What metrics does DreamLayer support?

DreamLayer supports image and video evaluation metrics for benchmarking diffusion model outputs, including CLIP Score, FID, precision, recall, and F1, with support for additional quality metrics and custom evaluation pipelines. It is built to help researchers compare model outputs across reproducible prompts, seeds, configs, and scoring workflows.

Does DreamLayer run locally?

Yes.
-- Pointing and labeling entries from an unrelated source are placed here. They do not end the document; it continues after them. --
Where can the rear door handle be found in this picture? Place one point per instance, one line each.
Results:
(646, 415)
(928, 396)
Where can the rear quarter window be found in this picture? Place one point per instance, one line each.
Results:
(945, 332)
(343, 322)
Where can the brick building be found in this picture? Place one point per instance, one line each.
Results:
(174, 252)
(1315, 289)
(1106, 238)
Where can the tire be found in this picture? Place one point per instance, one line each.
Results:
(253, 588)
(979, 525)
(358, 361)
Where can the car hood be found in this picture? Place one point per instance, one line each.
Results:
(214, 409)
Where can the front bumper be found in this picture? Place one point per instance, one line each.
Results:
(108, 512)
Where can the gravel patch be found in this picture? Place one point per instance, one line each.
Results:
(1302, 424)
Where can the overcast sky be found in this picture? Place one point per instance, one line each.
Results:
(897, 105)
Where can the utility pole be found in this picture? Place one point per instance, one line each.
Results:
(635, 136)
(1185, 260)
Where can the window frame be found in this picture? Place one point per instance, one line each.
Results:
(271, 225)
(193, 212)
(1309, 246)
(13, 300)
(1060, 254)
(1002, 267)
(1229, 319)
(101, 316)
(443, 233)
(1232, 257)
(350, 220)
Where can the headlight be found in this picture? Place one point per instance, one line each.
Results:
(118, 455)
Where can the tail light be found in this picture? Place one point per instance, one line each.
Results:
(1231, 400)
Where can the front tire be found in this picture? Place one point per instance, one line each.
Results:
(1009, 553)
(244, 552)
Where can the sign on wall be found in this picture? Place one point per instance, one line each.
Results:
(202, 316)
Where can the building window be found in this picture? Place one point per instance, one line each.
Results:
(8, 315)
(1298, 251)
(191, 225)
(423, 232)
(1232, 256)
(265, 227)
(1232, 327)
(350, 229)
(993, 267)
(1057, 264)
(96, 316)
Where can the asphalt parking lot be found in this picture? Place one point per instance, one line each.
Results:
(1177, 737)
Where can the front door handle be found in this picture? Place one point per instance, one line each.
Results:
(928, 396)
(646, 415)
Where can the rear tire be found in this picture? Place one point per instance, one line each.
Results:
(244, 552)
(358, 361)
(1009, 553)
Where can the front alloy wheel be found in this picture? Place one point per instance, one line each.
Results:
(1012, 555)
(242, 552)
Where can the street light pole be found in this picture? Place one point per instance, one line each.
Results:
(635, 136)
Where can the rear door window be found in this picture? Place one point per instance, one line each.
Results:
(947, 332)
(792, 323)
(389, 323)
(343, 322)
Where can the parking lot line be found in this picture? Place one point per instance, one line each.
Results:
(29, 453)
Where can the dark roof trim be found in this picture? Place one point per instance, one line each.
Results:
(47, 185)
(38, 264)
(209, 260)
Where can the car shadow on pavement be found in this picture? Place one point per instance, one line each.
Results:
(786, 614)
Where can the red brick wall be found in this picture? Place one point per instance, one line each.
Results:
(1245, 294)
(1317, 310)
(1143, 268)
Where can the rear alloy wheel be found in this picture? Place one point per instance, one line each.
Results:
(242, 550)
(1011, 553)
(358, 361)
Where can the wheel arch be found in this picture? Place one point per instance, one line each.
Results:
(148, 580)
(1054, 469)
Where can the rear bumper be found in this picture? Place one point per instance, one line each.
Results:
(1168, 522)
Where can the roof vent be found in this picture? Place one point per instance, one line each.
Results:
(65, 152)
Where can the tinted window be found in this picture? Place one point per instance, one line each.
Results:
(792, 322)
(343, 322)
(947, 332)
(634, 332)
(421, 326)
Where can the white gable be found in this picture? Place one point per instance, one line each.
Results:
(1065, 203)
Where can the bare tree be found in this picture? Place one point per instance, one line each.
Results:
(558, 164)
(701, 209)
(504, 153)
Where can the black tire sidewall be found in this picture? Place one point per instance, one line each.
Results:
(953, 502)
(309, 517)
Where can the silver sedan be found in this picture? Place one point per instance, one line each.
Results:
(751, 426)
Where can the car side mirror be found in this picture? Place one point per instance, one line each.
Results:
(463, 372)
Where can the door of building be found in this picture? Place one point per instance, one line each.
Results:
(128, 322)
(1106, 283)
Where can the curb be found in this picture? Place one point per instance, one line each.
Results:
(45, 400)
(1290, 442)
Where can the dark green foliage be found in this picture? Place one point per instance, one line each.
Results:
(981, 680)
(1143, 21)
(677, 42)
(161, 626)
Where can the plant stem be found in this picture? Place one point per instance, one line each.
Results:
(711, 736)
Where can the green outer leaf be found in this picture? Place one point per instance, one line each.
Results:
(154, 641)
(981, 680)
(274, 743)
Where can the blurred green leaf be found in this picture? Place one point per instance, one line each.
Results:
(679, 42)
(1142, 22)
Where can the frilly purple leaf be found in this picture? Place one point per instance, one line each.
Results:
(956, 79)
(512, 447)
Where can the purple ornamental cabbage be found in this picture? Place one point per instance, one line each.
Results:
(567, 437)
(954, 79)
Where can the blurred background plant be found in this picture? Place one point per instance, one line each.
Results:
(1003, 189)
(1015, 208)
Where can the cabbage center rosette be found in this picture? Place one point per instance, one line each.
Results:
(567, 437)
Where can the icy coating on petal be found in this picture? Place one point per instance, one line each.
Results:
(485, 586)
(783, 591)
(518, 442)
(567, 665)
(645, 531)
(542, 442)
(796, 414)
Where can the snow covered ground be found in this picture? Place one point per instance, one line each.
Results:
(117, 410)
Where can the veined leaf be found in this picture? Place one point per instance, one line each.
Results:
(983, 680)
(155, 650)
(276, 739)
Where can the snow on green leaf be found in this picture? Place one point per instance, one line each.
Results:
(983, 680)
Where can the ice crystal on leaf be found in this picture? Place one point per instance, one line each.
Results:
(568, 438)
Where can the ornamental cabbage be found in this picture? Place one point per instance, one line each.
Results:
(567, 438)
DreamLayer runs locally and supports reproducible benchmarking workflows with prompts, seeds, configs, metrics, and exportable run results. It is built for teams that want controlled evaluations without relying only on manual scripts.

Who is DreamLayer for?

DreamLayer is built for AI researchers, ML engineers, labs, and model creators running reproducible image and video model evaluations. It is especially useful for comparing model outputs across controlled benchmark setups.

Can DreamLayer compare models across prompts, seeds, and configs?

Yes. DreamLayer is designed to compare model outputs across consistent prompts, seeds, configs, and evaluation metrics so benchmark results are easier to reproduce and analyze.

Can DreamLayer export benchmark results?

Yes. DreamLayer supports exportable benchmark results for reports, papers, internal review, and leaderboard workflows. Runs can be packaged with configs, outputs, and evaluation results for easier sharing.

Does DreamLayer support open-source and API-based models?

Yes. DreamLayer supports benchmarking workflows across open-source model setups and API-based model workflows. This makes it easier to compare models across the same benchmark configuration.